Mike Ross’s favorite hang? The Fenway’s Tasty Burger.
At the Fenway’s throwback snack shack Tasty Burger, you can enjoy a koozie-wrapped pint, a free game of pool, or a cheesy painting by City Councilor Mike Ross. (We mean that literally — his brushstroked burger opus sports cheddar and a nice bun.)
Of course, there’s more to the Fenway than burgers and the Red Sox. “You can spend the whole day — weeks — here and not get bored,” says Ross. “Anything from planting your own garden to reading a book, and there’s a great set of basketball courts in the Fens.” Does he play often? “No, I’m horrible,” he admits. “But I do other things.”

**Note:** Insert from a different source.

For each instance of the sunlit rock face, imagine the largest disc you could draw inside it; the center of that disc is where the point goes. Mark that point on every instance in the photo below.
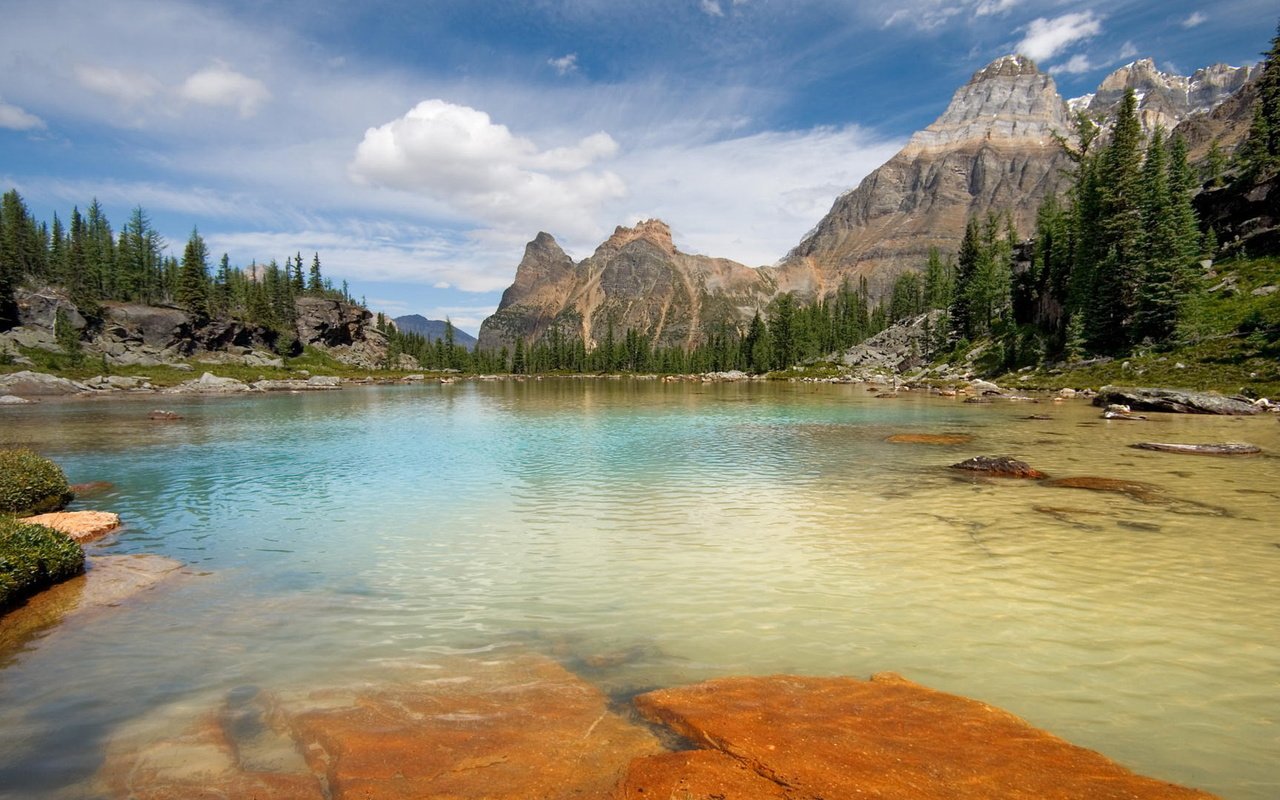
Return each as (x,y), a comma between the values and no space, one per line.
(635,280)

Representing District 8 (which includes the Fenway, Beacon Hill, the West End, the Back Bay, Kenmore Square, Audubon Circle, and Mission Hill) on the city council since 2000, Ross has passed legislation to create year-round outdoor cafés in business districts, pushed for bike-friendly policies, and re-established physical fitness as a priority in Boston’s public schools.
“Our resources are the people of this city — from young to old,” Ross says. “We’re very connected in our neighborhoods and communities.” Turn the page for a few more things that inspire Ross’s work.
1. COMMON SENSE
“I’m excited about what’s happening on Boston Common,” Ross says of the new fountain and renovated visitors’ center. He’s particularly sweet on the fact that the park’s old comfort station (read: men’s bathroom) will become an outpost of takeout mecca Earl of Sandwich, raising the bar of Boston picnics forevermore.
2. BUDDING YOUNG ARTISTS
“I like to pop in there a lot,” Ross says, referring to the sprawling art studios that anchor the South End. “I really love that Boston is home to so many emerging artists.” His own burger painting is pictured here.
3. URBAN THEORY
Ross adores big cities. “They’re environmentally efficient, culturally relevant, and fun. They’re what society intended,” he says. “Social impact, our responsibility to each other — nowhere is that better embodied than in the city.”
4. BEING ACTIVE
Ross sweats it out daily at 6:30 a.m. with Baron Baptiste yoga and a heart-pumping run. And he’ll occasionally bike from Boston to Gloucester, then run the 5-mile loop along Back Shore.
5. FOOD AND PUBLIC POLICY
Ross is working with Southie-born chef célèbre Barbara Lynch to teach kids in Boston Public Schools how to eat healthier and grow their own food. “She’s a really terrific leader,” he says. “It’s been great working with her on this.”
6. LOCAL GOVERNMENT
“I think we have some great leaders in our city, both established and emerging,” Ross says. “We’re accountable to our citizens directly. There’s a level of expectation that we serve; whatever crisis there is, there needs to be results.”
7. BARACK OBAMA
“I’m a big fan of our president,” he says. Election prediction? “I think he’ll win.”
8. TASTY BURGERS AND WELL-EARNED COFFEE
“I love my first cup of coffee in the morning, but it always tastes better after you run 5 miles,” Ross says. It’s all about a lifelong commitment to health for Ross, who has followed a pescetarian diet for the past year and a half and can be seen indulging his vegetarian-mushroom-patty habit at Tasty Burger. “I used to eat meat, so I can say with authority that [owner Dave DuBois] has the best meat and nonmeat hamburgers around.”